In The Politics of Islamic Law, 2012 Transregional Research Postdoctoral fellow Iza Hussin compares India, Malaya, and Egypt during the British colonial period in order to trace the making and transformation of the contemporary category of ‘Islamic law.’ She demonstrates that not only is Islamic law not the shari’ah, its present institutional forms, substantive content, symbolic vocabulary, and relationship to state and society—in short, its politics—are built upon foundations laid during the colonial encounter.
           
Drawing on extensive archival work in English, Arabic, and Malay—from court records to colonial and local papers to private letters and visual material—Hussin offers a view of politics in the colonial period as an iterative series of negotiations between local and colonial powers in multiple locations.
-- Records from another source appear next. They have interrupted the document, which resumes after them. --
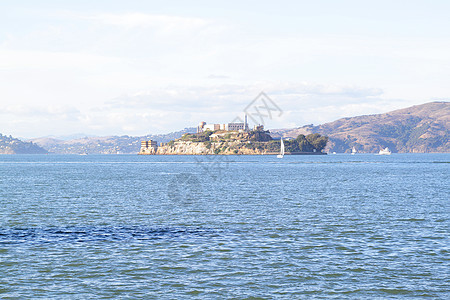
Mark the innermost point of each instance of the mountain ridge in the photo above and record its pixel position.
(416, 129)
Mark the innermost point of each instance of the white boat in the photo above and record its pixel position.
(281, 155)
(385, 151)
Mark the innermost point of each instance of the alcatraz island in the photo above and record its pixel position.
(235, 139)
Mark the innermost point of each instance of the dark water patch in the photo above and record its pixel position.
(96, 234)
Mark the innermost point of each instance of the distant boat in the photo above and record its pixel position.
(281, 155)
(385, 151)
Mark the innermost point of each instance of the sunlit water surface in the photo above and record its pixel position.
(361, 226)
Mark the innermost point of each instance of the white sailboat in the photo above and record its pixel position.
(281, 155)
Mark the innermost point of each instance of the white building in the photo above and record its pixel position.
(202, 127)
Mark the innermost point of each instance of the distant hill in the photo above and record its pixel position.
(10, 145)
(417, 129)
(105, 145)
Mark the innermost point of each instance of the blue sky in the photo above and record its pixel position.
(139, 67)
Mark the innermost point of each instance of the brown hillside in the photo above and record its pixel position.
(420, 128)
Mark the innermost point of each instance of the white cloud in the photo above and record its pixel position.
(165, 23)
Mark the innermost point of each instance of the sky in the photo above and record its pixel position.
(146, 67)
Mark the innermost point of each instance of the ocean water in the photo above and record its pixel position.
(225, 227)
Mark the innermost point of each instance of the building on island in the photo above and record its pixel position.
(202, 127)
(148, 147)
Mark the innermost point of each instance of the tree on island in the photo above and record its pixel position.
(310, 143)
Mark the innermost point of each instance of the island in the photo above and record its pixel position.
(235, 139)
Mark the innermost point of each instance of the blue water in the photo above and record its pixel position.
(336, 226)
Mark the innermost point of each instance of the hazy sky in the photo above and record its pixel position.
(138, 67)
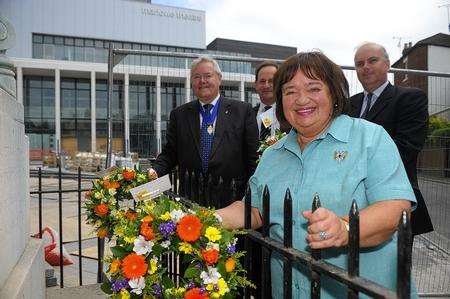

She shows how this resulted in a paradox, centralizing Islamic law at the same time that it limited its reach to family and ritual matters, and produced a transformation in the Muslim state, providing the frame within which Islam is articulated today, setting the agenda for ongoing legislation and policy, and defining the limits of change. Combining a genealogy of law with a political analysis of its institutional dynamics, this book offers an up-close look at the ways in which global transformations are realized at the local level. 

Publication Details

Title
The Politics of Islamic Law: Local Elites, Colonial Authority, and the Making of the Muslim State
Authors
Hussin, Iza
Publisher
University of Chicago / University of Chicago Press
Publish Date
March 2016
ISBN
9780226323343
Citation
Hussin, Iza, The Politics of Islamic Law: Local Elites, Colonial Authority, and the Making of the Muslim State (University of Chicago / University of Chicago Press, March 2016).